Today’s couples are also no longer limited by geography when they select their clothing, jewelry, flowers, favors and cake. Even wedding registries are now online, making it easier for couples to create and monitor them and for guests to select the best gift.
The good news here is that opportunities still abound for entrepreneurs to deliver what millennials want as they plan for their big day. And while there are already some go-getters disrupting the industry, there is always room for more, especially in the following categories:
The perfect dress and more. Millennials often prefer to shop for clothes online rather than buy in-store, and this trend has extended to wedding dresses. Purchasing a dress online offers more choices and is usually much less expensive.

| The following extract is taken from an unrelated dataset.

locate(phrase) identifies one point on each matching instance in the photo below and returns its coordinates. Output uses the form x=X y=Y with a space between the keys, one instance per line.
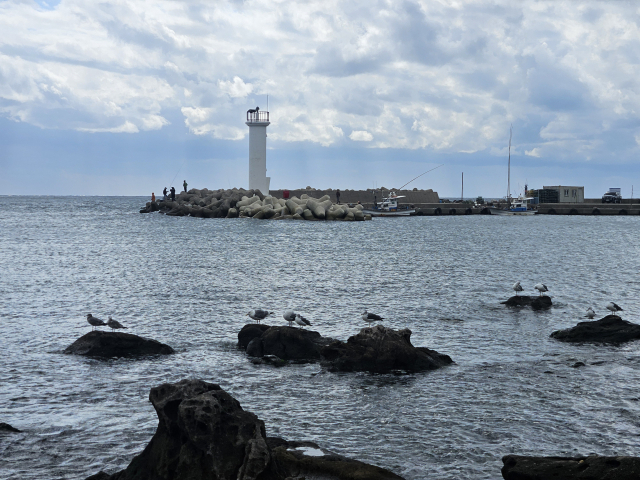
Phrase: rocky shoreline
x=240 y=203
x=374 y=349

Azazie is a great example of an online wedding store that caters to millennials. It offers a wide range of wedding dress styles but goes even further by including bridesmaids and mother of the bride dresses and groomsmen accessories, thus enabling the entire wedding party to be coordinated. This site allows couples to plan their wedding attire in one place, which saves time and money. The site further offers fabric swatches and convenient returns.
Entrepreneurs considering whether to get into this segment should focus on being responsive to trends and having great customer service.
Wedding planning. More couples are using online wedding planning tools than ever. There are many free and inexpensive online wedding apps and sites that can do more than just manage couples' budgets and schedules. The wedding planning site Wedding Wire, for instance, has traditional planning tools but also resources for venues, vendors and dresses. It also helps couples manage their registries and social media messaging, as well create a wedding website.
Still, while these sites can be a great starting point, they lack the personal touch. Wedding Wire, for example, lists a "wedding planner" vendor group. Accordingly, opportunities exist for entrepreneurs to directly link live wedding planners with their apps and sites to take this process to the next level.
Wedding registries. Millennials’ wedding registries share the same core of household goods with the older generation, but then they like to mix things up. It is now the trend to have a registry at more than one store so that guests can select from a variety of price points and the happy couple can get their REI hiking boots, Amazon selections and sheets from Bed Bath and Beyond as well as their silver settings.
The Knot is a website that has all of the usual wedding planning and tools as well as a tool specifically designed to manage multi-store registries. With this platform, guests can purchase gifts online but also gift cash to the couple directly or contribute to a travel destination. This flexibility is exactly the kind of service that millennials seek out when planning their wedding.
For entrepreneurs, this is a process that can always use a new spin or be updated to capture the latest. There is also the opportunity to get their own business listed with the registry websites or help other businesses do so.